We find no Legal Notes to Section XI, HTSUSA, which would influence the classification of these goods. The suggested alternative heading, 6307, HTSUSA, provides for other made up textile articles. It is a "basket" heading in that it serves to classify merchandise not provided for more specifically in other headings of the nomenclature. Therefore, we must first determine whether the merchandise is included under the terms of heading 6117 or 6217, HTSUSA; if they are not, then we will address their classification under heading 6307, HTSUSA.

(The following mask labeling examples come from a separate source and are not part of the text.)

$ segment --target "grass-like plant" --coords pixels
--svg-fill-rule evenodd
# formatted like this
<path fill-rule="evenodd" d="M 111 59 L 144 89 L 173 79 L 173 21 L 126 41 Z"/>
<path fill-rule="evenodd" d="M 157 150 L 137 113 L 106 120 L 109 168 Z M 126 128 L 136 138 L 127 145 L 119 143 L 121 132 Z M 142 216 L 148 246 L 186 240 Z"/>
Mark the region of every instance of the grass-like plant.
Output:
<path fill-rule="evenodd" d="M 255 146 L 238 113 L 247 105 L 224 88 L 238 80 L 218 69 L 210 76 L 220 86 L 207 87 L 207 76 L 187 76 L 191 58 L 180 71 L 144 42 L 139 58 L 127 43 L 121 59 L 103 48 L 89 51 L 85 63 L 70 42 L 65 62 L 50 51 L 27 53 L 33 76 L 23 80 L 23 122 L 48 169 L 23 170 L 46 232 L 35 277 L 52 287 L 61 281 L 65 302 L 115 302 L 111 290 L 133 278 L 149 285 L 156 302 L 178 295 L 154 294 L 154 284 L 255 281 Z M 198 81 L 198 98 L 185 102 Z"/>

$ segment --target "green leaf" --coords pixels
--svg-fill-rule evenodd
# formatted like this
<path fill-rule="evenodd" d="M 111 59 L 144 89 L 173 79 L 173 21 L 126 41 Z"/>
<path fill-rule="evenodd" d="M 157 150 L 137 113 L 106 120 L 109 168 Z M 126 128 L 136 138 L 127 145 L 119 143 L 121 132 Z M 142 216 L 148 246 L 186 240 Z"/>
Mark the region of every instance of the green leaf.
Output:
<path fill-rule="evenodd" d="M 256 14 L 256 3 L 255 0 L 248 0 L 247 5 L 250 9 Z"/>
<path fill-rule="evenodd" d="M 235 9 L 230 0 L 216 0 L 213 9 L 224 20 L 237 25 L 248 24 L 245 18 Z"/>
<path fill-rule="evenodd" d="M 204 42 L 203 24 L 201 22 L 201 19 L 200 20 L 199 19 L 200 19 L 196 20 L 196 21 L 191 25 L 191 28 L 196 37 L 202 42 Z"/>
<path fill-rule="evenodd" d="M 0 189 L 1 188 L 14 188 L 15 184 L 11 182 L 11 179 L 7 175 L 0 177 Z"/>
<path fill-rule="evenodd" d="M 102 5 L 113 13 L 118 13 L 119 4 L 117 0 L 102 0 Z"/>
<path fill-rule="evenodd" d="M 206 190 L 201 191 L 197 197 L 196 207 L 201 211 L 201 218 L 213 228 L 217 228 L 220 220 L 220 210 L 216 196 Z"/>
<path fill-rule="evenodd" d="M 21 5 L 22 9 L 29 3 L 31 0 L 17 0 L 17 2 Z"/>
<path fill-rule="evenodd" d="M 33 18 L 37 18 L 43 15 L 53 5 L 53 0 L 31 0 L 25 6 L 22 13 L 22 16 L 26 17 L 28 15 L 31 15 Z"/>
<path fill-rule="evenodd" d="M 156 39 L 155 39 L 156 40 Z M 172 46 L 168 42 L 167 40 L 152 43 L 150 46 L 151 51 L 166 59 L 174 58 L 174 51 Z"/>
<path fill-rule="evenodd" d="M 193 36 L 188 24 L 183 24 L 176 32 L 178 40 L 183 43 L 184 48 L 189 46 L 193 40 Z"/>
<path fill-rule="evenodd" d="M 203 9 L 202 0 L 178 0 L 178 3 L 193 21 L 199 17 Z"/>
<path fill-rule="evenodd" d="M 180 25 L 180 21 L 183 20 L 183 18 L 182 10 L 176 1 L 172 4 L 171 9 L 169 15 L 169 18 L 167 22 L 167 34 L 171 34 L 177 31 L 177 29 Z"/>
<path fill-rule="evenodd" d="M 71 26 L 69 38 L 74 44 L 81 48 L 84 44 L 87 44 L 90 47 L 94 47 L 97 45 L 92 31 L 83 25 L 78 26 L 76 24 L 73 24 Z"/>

An accessory is generally understood to mean an article which is not necessary to enable the goods with which they are used to fulfill their intended function. There is no requirement that accessories exhibit a reliance or dependance on the primary article(s). Accessories must be related to, or exhibit some connection to the primary article, and must be intended for use solely or principally as an accessory. For example belts used as clothing accessories need not rely or depend on a particular article of clothing. Fashionable belt accessories may be worn with different articles and may take several forms (scarves, sashes, leather belts, etc.); they are often used for adornment or to compliment clothing. However, they must clearly be intended for use solely or principally as an accessory to clothing; belts used solely or principally for other purposes would not be classified here.

The Explanatory Notes to heading 6217, HTSUSA, indicate that "belts of all kinds . . . " are included in the heading. While the Explanatory Notes are not binding on the Customs Service, they are instructive. In this case, we agree that the heading will include belts of all kinds, provided that they may also be properly considered to be "clothing accessories" as the legal terms of the heading require.

In the opinion of this office, the instant belts are not clothing accessories. They are used principally for other purposes. They do not exhibit the relationship with clothing necessary to be considered accessories to clothing; they do not adorn or accent clothing nor can they be threaded through belt loops on trousers. The principal use for this merchandise is as a protective artilce for use while participating in weight lifting activities, as evidenced by the design. The items do not function as accessories. They are therefore excluded from classification in heading 6217.

Heading 6307, HTSUSA, provides for numerous miscellaneous made up articles not specifically provided for elsewhere in the nomenclature. The Explanatory Notes to heading 6307, HTSUSA, provide that the heading may include "belts, which although worn around the waist, do not have the character of belts of heading 62.17, . . .." This describes the merchandise at issue. As noted above, the instant belts do not have the character of accessories. They are known as belts only because they are worn around the waist. The Explanatory Notes to heading 6307 substantiate our rationale above that items such as these are not accessories to clothing. Once excluded from the accessory provision, the nomenclature anticipates that these items may fall within the provisions for other made up textile articles.


The protest is denied with regard to classification of the merchandise as sports equipment of heading 9506, HTSUSA. The protest is allowed with regard to classification as other made up textile articles of heading 6307, HTSUSA. The goods will be classified in subheading 6307.90.9490, as other made up textile articles; other; other; other. The applicable rate of duty is 7 percent ad valorem.

A copy of this decision should be attached to the CF 19 to be returned to the protestant.